If a person were to remain in bed forever, the immense circulation issues could eventually lead to them developing conditions such as peripheral artery disease or atherosclerosis, both of which can be fatal. In terms of just generally how you’d physically feel, previous bed rest experiments have led their subjects to describe a sensation as though their veins were elastic. So, there’s also that.

And remember, most of what we do know comes from controlled case studies like these, carried out in the name of science, where there’s at least a semblance of safety for everyone involved. If you really did choose to stay in bed forever, then there’d be no ‘cut off point’ for the physical changes you could go through. So, without at least some sort of bed-bound exercise routine to ensure correct circulation, the problems could get worse and worse.

This also isn't taking into account the intense mental and emotional strain such an experience might place upon a person. The European Space Agency teamed up with NASA in March 2019 for more sleep studies, this time calling for twelve men and twelve women to volunteer for a sixty-day experiment, in exchange for nineteen-thousand dollars.

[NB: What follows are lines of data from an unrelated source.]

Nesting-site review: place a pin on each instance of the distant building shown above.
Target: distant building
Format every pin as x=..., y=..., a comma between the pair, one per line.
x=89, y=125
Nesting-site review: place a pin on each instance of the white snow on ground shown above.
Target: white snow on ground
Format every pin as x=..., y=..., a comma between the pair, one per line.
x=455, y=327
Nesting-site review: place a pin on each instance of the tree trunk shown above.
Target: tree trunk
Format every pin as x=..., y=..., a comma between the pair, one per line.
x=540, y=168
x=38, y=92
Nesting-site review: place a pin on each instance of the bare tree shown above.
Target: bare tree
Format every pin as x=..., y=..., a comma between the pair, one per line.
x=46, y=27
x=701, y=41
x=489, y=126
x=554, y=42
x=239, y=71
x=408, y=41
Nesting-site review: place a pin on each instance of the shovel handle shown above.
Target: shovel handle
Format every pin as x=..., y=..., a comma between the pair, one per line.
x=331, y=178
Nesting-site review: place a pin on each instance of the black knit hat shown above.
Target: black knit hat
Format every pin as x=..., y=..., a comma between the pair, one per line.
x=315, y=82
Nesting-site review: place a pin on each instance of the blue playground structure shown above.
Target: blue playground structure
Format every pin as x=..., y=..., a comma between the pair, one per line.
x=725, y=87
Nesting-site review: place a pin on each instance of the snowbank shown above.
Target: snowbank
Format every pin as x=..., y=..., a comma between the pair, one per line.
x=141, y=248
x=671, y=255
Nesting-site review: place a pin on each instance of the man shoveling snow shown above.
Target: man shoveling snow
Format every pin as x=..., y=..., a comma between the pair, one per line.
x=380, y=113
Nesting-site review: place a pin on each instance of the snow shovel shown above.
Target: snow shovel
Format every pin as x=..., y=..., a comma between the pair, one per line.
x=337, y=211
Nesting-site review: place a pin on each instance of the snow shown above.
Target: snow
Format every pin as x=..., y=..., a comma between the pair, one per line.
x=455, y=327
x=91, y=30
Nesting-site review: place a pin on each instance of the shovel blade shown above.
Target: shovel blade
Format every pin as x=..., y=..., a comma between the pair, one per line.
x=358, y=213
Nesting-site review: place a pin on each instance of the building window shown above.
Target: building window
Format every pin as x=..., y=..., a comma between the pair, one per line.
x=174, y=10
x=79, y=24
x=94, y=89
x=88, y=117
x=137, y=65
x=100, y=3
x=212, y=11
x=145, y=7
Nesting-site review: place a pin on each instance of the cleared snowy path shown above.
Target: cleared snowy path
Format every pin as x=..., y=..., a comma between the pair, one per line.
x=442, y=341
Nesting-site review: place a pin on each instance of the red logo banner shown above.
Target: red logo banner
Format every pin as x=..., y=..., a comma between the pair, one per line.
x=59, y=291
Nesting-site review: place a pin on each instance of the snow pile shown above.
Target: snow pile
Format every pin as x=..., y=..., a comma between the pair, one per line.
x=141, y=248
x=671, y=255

The 24 subjects would be, once again, under constant examination by scientists. And, this particular study reportedly sees them spend some time in a centrifuge, to gain an even greater insight into what life as an astronaut is like. But, aside from the high-tech back-drop, there’s also an increasing emphasis on monitoring the psychological strains and experiences that extended rest can cause. It’s believed that there are links between feelings of isolation, depression and a tendency to ‘stay in bed’, so it’s feared that extended rest (or, perhaps, extended space travel) could exacerbate situations to a dangerous and potentially life-threatening level. So, these studies also work toward understanding how best to limit these negative effects.

Although the human body is very adaptable, the stories of those who have, either voluntarily or otherwise, experienced long-term bed rest are enough for us to assume that doing so forever would eventually kill us - with the risks rising as we aged. Even if we were young and healthy enough at the onset to withstand bed sores and blood flow issues, we’d all eventually grow older and more susceptible to various physical problems. Our body would literally break down, weakening much more quickly because of a dramatic decline in any physical activity. From there, we’d be at increased risk of developing potentially deadly skin, muscle or bone conditions; neurological problems; gastrointestinal failure; and/or cardiovascular disease. And, even if we avoided all of those, there’d still be heightened possibility of lapsing into dementia, mania or a deep, and potentially fatal, depression.

Hitting the snooze button two or three times isn't going to kill you. Similarly, bed rest is an essential part of the recovery process for lots of diseases and injuries, diagnosed by thousands of doctors and nurses on a daily basis. But it, like everything else, can be taken to a dangerous extreme. And that’s what would happen if you stayed in bed forever.